Supporting Female Entrepreneurs

Rebuilding economic output in the post-COVID-19 world presents challenges in different areas. For businesses reliant on tourism, a sector severely affected by the pandemic, the urgency is acute.
Over the last 3 years Professor Levent Altinay has been working with female entrepreneurs in the Hill Tribes of Thailand, who are reliant on tourism for much of their income. He explains,
Thailand’s Hill Tribes are amongst the region’s most disadvantaged people, and they face high levels of poverty. Working with colleagues at Royal Holloway, London and the Thai Chamber of Commerce, I have been researching how women supplement the main household agricultural incomes by producing traditional textile arts and crafts which are sold as souvenirs to tourists. Supporting this entrepreneurship can improve women’s autonomy and independence, as well as ensuring social and political stability.
In South East Asia alone, there are 61 million female entrepreneurs, and in Thailand they outnumber their male counterparts.

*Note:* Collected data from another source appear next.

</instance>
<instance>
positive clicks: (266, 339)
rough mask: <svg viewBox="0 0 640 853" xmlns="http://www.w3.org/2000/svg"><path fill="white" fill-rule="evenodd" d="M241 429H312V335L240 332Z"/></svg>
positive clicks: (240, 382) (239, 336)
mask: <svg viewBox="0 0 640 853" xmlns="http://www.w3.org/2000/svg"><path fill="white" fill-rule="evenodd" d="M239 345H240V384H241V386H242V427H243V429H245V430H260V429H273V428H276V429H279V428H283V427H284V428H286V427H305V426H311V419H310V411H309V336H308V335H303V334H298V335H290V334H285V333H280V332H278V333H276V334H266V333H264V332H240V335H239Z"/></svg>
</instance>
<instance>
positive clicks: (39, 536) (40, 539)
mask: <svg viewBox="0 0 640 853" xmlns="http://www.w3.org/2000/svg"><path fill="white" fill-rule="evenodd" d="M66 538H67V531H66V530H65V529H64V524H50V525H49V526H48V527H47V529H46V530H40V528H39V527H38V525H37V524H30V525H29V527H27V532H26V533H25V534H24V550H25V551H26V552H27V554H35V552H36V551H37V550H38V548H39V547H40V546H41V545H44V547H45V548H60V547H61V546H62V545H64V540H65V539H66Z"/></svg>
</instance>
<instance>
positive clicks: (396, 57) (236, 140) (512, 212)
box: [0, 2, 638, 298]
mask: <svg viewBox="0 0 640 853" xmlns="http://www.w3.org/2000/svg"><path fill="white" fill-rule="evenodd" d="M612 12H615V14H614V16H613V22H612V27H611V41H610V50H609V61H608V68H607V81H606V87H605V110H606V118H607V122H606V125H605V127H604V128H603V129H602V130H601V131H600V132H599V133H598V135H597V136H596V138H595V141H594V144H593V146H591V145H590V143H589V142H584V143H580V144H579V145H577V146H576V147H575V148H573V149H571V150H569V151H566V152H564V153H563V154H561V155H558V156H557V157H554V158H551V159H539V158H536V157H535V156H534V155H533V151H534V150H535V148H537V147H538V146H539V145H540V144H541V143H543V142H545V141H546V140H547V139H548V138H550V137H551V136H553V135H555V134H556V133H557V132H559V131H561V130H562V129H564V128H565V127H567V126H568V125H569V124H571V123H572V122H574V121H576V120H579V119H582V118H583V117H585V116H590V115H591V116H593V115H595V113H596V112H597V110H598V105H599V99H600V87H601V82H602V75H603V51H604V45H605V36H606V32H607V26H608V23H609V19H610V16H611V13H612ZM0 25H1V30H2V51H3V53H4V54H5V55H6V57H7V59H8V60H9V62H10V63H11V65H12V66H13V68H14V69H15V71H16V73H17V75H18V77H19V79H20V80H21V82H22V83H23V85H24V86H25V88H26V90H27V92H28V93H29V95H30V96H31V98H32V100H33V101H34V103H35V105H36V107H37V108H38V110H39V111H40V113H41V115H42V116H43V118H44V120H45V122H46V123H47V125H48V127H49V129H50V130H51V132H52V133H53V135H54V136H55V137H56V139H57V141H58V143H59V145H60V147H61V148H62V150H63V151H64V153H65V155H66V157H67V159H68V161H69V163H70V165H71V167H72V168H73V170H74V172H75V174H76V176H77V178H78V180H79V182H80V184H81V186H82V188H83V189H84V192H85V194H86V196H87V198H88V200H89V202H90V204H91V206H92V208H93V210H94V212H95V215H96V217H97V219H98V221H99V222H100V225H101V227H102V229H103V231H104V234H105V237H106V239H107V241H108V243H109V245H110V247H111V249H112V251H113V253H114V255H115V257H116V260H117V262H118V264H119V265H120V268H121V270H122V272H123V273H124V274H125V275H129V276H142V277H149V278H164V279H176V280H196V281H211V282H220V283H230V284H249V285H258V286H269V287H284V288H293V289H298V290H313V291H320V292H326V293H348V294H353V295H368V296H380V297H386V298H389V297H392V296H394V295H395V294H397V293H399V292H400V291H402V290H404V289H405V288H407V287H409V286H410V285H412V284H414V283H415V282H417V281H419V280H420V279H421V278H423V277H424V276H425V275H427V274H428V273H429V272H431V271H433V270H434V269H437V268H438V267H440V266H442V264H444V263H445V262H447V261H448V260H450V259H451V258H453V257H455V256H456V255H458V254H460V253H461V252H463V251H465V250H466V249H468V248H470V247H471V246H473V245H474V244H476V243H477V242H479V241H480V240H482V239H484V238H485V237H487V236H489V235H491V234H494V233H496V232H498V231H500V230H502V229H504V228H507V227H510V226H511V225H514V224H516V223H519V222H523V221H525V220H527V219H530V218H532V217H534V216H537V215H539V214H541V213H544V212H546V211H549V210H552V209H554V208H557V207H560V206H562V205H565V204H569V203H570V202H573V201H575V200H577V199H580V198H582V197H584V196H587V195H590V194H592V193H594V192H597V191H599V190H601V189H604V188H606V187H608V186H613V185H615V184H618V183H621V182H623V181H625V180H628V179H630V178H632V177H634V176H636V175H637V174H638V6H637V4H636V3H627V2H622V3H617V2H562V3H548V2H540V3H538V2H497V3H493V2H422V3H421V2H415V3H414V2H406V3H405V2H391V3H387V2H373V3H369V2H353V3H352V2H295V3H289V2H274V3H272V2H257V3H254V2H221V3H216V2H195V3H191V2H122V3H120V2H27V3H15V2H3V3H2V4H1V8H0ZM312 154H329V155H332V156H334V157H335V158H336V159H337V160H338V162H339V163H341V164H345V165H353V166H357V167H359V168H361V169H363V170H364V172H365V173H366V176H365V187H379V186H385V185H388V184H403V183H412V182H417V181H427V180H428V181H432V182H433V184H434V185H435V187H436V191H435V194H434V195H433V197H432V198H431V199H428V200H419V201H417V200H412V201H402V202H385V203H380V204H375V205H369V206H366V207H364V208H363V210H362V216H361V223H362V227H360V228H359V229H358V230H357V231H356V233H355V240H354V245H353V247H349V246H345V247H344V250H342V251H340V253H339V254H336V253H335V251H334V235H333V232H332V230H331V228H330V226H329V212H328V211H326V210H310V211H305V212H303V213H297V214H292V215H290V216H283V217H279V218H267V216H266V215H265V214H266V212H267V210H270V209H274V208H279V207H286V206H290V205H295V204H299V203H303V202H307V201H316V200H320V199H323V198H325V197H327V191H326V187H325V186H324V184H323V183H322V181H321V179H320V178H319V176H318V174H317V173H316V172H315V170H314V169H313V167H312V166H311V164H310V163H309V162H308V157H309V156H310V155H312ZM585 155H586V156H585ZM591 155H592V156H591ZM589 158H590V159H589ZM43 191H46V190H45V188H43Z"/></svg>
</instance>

Many are from the Northern and Western high mountain regions. Levent’s research established the Thai Hill Tribes Exchange, a unique collaboration between researchers, practitioners and stakeholders in the UK and Thailand, to support women using arts and crafts to make a living.
These artisans often come from very poor backgrounds. They often sell their handicrafts in an informal and unstructured way, so it has been important to work with them on production techniques, and skills to help increase income. For example, we have looked at promotion and marketing, and started analysis of how men and women collaborate in producing and selling handicrafts,’ says Professor Sameer Hosany, from Royal Holloway, one of Levent’s research colleagues.
The arrival of COVID-19 has impacted both production, and the research into potential improvements. ‘The pandemic has dramatically reduced international travel and tourism for the time-being,’ Levent explains.
Clearly that has had a detrimental impact on the Hill Tribes. It has also affected how we have been able to conduct research. For example, social distancing meant we couldn’t collect primary data into tourists and souvenir buying in the way we had planned. We have had to reschedule and, to a certain extent, redesign the research, but it remains important. The Thai Government remains keen to regulate and encourage social enterprises nationally, and we believe this project will contribute to improving women’s lives as tourism returns to the region.’